The blade bit. Not with the power of a woodcutter, but with the cold sharpness of a scalpel. It opened a deep gash in the monster's joint, spurting black, thick blood. The beast screamed, recoiled. Dylan, surprised by his own success, pressed on, guiding the blade with this new sensation. The fight was short, messy, but he emerged victorious, the sword sunk into the creature's nerve center.
He was panting, covered in sweat and black blood. Julius approached.
"Better. Next time, kill it in one blow. Two is a luxury you won't always have."
They resumed their march, even faster now. Dylan's determination hardened with each step. The war was no longer a distant abstraction, a vague threat. It was this forest. It was these beasts. It was this necessity to become stronger, faster, more lethal. Every mastered Crack, every well-placed sword strike, was a step closer to the battlefield.
The day finally broke without light.
A sickly pallor filtered through the foliage, painting the forest in a tomb-like grey. The mists thickened, muffling sounds, erasing all direction. Julius stopped suddenly, raised a hand. Dylan froze.
Before them, the earth opened into a circular chasm. Enormous roots descended into it like the fingers of a buried god, and at the very bottom, a faint luminescence was visible: a stagnant lake, green, pulsing like an organ.
"A dead source," Julius said. His voice resonated deeper, tinged with an ancient respect. "They are born when the world bleeds. Beasts come to drink from it, but the water twists them."
Dylan approached, fascinated. The air vibrated, thick, charged with energy. He felt the tension on his skin, as if the world itself was warning him to back away. And yet, he wanted to dive in.
"You want us to purify it?" he asked, ignoring the fear.
Julius let out a short, dry laugh, almost mocking.
"Purify? Do you really think we're capable of that, kid? No. We're going to drain it."
Before Dylan could even understand, Julius had already drawn the black femur and planted its base in the ground. He closed his eyes. The Breath made itself heard—not a Crack this time, but a deep hiss, a dull vibration. The air contracted, space tilted.
Then everything exploded.
The chasm screamed. The dead energy rose in a column, pouring a wave of raw essence around them. Dylan fell to his knees, choking, as his spiritual core gorged itself despite him on this corrupted flow. Visions erupted: faces of ancient Awakened, burned fields, cries of men turned monsters. And at the center of it all, Julius, standing, calm, his golden eyes burning with an almost divine flame.

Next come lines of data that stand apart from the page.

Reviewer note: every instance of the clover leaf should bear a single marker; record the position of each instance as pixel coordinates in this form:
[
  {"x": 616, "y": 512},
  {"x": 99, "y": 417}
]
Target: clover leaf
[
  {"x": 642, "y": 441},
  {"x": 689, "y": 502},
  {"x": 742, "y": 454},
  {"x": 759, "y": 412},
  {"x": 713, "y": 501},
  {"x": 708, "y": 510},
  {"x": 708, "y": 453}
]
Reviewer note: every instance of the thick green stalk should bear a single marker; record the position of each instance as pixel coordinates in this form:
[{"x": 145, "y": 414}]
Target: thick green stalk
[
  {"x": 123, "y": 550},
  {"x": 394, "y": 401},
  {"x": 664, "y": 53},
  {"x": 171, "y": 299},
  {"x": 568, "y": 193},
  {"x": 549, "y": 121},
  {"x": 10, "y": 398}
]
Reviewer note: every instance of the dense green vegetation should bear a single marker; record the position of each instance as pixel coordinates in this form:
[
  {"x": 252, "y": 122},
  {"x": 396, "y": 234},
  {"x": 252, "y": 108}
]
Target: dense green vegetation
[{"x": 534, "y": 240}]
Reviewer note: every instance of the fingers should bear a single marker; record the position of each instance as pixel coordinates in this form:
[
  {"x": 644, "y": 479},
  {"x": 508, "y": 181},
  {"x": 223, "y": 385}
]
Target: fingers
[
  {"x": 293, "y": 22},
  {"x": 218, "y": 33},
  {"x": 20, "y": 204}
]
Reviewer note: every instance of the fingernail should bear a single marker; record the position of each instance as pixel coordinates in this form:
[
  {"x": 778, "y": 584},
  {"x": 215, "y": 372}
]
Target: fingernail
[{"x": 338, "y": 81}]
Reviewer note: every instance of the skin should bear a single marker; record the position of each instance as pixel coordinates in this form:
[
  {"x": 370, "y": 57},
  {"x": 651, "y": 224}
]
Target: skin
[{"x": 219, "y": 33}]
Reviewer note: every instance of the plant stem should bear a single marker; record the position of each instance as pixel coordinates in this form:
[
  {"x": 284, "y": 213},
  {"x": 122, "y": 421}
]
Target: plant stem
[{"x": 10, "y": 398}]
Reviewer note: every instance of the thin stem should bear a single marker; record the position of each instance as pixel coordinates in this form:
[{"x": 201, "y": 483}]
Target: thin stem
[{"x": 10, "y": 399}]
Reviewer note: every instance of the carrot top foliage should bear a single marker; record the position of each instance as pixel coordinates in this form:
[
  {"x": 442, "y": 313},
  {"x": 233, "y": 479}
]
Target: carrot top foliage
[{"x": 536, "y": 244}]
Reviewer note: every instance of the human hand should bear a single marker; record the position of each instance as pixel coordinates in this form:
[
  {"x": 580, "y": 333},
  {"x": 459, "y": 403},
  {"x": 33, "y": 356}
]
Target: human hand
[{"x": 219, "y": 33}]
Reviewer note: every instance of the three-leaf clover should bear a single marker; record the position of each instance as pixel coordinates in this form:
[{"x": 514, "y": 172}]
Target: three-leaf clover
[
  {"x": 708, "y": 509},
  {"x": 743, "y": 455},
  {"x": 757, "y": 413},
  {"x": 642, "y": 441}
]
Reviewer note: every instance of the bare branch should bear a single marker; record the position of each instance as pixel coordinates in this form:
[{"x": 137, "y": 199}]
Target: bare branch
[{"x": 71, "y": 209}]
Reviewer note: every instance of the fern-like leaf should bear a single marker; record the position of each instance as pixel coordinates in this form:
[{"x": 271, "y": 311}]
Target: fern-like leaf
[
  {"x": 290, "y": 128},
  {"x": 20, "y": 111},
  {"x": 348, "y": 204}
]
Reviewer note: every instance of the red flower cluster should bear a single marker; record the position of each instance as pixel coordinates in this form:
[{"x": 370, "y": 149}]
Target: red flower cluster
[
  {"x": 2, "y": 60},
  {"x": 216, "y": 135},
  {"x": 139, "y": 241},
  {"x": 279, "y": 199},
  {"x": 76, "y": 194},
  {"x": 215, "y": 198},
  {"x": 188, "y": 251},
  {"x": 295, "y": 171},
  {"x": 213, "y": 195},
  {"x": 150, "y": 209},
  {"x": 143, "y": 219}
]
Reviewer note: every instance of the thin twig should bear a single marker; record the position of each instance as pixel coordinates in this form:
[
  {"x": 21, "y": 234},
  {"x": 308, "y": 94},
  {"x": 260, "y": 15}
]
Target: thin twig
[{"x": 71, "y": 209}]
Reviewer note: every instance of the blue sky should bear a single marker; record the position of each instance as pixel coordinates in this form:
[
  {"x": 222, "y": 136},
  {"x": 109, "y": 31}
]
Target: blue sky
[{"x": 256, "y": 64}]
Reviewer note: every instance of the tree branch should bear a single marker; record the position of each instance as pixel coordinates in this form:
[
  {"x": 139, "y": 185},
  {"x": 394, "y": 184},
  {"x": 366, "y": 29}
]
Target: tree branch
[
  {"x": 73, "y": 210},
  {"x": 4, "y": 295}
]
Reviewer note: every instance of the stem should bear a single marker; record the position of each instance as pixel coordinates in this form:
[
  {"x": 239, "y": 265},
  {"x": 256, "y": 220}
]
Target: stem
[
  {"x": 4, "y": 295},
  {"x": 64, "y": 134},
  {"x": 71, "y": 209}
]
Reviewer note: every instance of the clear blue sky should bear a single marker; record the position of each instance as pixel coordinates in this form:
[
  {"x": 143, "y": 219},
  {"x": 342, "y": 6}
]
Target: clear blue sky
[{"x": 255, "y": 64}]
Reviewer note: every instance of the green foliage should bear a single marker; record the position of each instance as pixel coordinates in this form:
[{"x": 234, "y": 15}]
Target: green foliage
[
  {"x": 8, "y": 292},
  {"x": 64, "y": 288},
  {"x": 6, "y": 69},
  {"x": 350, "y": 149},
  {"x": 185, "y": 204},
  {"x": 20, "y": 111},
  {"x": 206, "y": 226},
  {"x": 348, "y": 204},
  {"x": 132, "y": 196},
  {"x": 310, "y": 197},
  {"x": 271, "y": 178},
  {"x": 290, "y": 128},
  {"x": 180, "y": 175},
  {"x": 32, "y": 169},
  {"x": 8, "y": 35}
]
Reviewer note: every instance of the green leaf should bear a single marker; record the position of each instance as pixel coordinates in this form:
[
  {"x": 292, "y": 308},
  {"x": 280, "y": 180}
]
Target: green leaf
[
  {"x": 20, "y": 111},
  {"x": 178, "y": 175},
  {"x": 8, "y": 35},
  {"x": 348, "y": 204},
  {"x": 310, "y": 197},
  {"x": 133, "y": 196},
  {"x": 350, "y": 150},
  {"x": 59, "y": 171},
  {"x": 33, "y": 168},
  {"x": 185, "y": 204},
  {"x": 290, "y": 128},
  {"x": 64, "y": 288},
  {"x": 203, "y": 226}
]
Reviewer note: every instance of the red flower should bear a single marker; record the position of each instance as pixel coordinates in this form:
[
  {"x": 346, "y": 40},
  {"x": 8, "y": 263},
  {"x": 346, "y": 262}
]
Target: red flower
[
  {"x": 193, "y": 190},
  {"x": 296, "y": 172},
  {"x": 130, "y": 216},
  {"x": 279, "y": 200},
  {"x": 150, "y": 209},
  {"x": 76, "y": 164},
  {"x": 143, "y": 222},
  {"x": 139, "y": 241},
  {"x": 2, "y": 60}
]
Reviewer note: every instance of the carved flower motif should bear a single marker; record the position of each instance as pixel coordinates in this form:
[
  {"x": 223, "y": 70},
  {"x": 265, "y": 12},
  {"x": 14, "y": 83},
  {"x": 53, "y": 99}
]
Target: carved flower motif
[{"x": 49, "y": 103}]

"Watch closely," Julius shouted over the din. "This is the price of power! What you take, you must endure!"
The ground shook. Dylan felt something tear inside him—a resistance giving way, a limit he had never dared cross. His breath mingled with that of the world. The beats of his heart and the pulsations of the chasm merged.
Then, suddenly, everything ceased.
The green light went out, sucked into an almost perfect silence. Julius pulled the bone from the ground. He shook it like a worn-out tool, his gaze distant.
"One less," he said. "But there will be others. Always."
Dylan slowly straightened up. His hands were shaking. His breath still vibrated with a note he didn't recognize—neither entirely human, nor wholly monstrous.
He looked at Julius, and for the first time, he didn't see a master. He saw a direction. A chasm towards which he was walking with no possibility of return.